The query workload is divided into three categories which are listed in Table 5. The first category is named as atomic relational queries consisting of four primitive operations, including Projection, Aggregation, Join, and Order by. We build this category of query workload to evaluate the performance of primitive relational operations implemented in GDBMSs. The second category is named as TPC-H query workloads. This category consists of 22 queries used in TPC-H. We target to evaluate the performance of GDMBSs under the case that the legacy RDBMSs are good at. The third category is named as graph query workloads, including 5 graph algorithms in LDBC Benchmark. We target to evaluate the performance of RDBMSs under the case that the GDBMSs are good at.

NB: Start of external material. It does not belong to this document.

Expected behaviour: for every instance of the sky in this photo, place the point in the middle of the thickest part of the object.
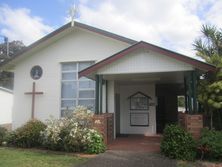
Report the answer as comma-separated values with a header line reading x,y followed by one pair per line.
x,y
172,24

3.2.1 Atomic Relational Queries

Atomic relational queries emphasize on the evaluation of primitive relational operations, which are Projection, Aggregation, Join, and Order by. Projection queries are utilized for choosing which columns (or expressions) the queries should return. Join queries combine columns from one or more tables in a RDBMS. Aggregation queries are designed for grouping together the values of multiple rows. Order by queries are for sorting the rows of result set.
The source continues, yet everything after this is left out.